Adapun rinciannya adalah :
1. Asrama Putra MA
(seluruh santri MA dari kelas X, XI dan XII) 1 Asrama
2. Asrama Putra SMP (seluruh
santri SMP dari VII, VIII dan IX ) 1 Asrama
3. Asrama Putri MA
(seluruh santri MA dari kelas X, XI dan XII) 1 Asrama
4. Asrama Putri SMP
(seluruh santri SMP dari VII, VIII dan IX ) 1 Asrama
5. Kantor pengurus
putra 1
6. Kantor pengurus
putri 1
7. Kamar pembina Putra
3
8. Kantor pengurus
putri 1
9. Asrama santri Salaf
kelas putra ( non sekolah ) 1
10. Asrama santri Salaf
kelas putri ( non sekolah ) 1
E. PROGRAM PENDIDIKAN
1. Madrasah Diniah
Salafiyah ( Non sekolah)
Dewasa ini
disadari atau tidak talah terjadi pergeseran moral yang sagat jauh dari apa
yang disyariatkan oleh Nabi Muhammad SAW. Hal ini dapat dilihat dalam pola
perilaku kehidupan masyarkat, khususnya generasi mudanya. Itu semua terjadi
dikarenakan pengausaan nilai-nilai agama yang sangat minim berikut
pengamalannya. Untuk menjawab rasa kekhawatiran melihat kondisi masyarakat
tersebut, Diniyah Salafiyah Al-Asy'ariyyah 2 berusaha untuk menyelesaikannya
dengan mengembalikan persoalan itu pada kontek yang asli melaluii kajian
kitab-kitab Salafy (Kitab Kuning) yang muatan islamnya sangat dalam sehingga
out put yang dihasilkan benar-benar menguasai masalah-masalah keagamaan
2.
MADRASAH
DINIYAH WUSTHO-ULYA (UNTUK TINGKAT SMP DAN SMA)
Berawal dari
rasa kekhawatiran melihat kondisi masyarkat Islam pada umumnya, generasi muda
yang notabennya adalah tulang punggung Negara secara khususnya semakin menjauh
dari nilai-nilai agama yang telah disyariatkan oleh Robbul 'Izzati. Manusia diciptakan oleh Allah SWT,
sebagai kholifah dimuka bumi ini, yang diberi kemampuan akal yang lebih
dibanding mahluk yang lain, serta mempunyai pemahaman tentang agama secara
menyeluruh (kaffah). Pada sisi yang lain
keadaan generasi muda yang ada sekarang ini, adalah seperti gambaran diatas.
Berawal dari pemikiran tersebut seorang figur masyarakat yang bernama KH.

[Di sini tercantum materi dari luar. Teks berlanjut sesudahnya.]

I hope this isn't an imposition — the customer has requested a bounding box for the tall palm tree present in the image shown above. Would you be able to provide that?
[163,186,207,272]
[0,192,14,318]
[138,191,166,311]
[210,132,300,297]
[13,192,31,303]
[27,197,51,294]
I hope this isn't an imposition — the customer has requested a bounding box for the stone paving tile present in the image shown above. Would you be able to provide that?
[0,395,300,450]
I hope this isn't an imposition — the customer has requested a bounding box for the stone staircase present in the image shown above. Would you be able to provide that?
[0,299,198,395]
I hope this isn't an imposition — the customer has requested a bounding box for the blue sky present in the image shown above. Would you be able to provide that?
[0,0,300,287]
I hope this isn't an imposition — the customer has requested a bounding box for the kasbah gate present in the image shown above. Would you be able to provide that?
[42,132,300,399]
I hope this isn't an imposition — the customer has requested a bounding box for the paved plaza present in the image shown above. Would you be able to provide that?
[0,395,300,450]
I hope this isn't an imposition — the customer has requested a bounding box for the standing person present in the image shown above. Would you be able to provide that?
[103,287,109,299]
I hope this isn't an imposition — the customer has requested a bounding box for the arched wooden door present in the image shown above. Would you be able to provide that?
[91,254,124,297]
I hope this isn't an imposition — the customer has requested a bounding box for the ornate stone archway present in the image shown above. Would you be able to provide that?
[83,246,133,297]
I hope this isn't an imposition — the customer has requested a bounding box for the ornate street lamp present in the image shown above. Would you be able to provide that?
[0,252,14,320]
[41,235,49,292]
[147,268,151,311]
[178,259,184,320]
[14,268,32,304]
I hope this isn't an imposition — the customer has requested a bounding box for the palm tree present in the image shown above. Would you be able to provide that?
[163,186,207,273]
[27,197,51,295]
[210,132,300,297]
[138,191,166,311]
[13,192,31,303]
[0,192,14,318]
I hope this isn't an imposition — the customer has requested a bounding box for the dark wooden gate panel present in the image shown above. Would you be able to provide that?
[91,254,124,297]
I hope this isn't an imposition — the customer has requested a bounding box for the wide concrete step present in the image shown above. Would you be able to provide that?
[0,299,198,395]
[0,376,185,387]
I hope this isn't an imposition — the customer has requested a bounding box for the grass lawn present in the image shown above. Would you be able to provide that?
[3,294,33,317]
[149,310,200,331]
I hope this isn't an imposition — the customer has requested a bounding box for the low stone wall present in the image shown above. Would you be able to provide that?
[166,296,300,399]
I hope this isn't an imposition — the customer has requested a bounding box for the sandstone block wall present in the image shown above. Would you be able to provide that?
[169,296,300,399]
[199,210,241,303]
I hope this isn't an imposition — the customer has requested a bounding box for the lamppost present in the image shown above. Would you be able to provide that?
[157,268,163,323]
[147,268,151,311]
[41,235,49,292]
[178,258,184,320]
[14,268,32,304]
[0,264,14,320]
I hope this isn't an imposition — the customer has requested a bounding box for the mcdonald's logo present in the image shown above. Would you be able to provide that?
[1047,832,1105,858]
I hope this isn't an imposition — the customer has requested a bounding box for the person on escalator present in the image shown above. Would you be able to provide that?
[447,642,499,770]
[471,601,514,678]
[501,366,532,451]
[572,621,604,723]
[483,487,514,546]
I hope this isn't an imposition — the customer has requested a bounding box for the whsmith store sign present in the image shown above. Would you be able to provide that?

Muntaha Alh menggagas suatu diniyah yang sejajar dengan SMP dan SMA. Harapan
dari Beliau dengan diadakannya diniyah tersebut pola dan tata-cara (muammalah) para peserta didik yang ada di
dalamnya dapat menjadi Insanul kamil yaitu;
manusia yang senantiasa memijakkan hal kehidupannya dengan sendi-sendi agama.
3.
Program Tahfidzul Qur’an
Berlatar belakang PPTQ
al-Asy’ariyyah 2 adalah Pesantren yang berbasis Tahfidzul Qur’an, Namun masih
jarang atau sedikit sekali santri yang menghafalkan Al-Qur’an, kemudian dari
gagasan DR. K.H Abdurrahman Asy’ari, Alh, beliu membuat program Tahfidzul
Qur’an dan sekaligus untuk menjawab pertanyaan-pertanyaan dari berbagai
kalangan ketika menanyakan tentang basis pondok pesantren Al-Asy’ariyyah 2.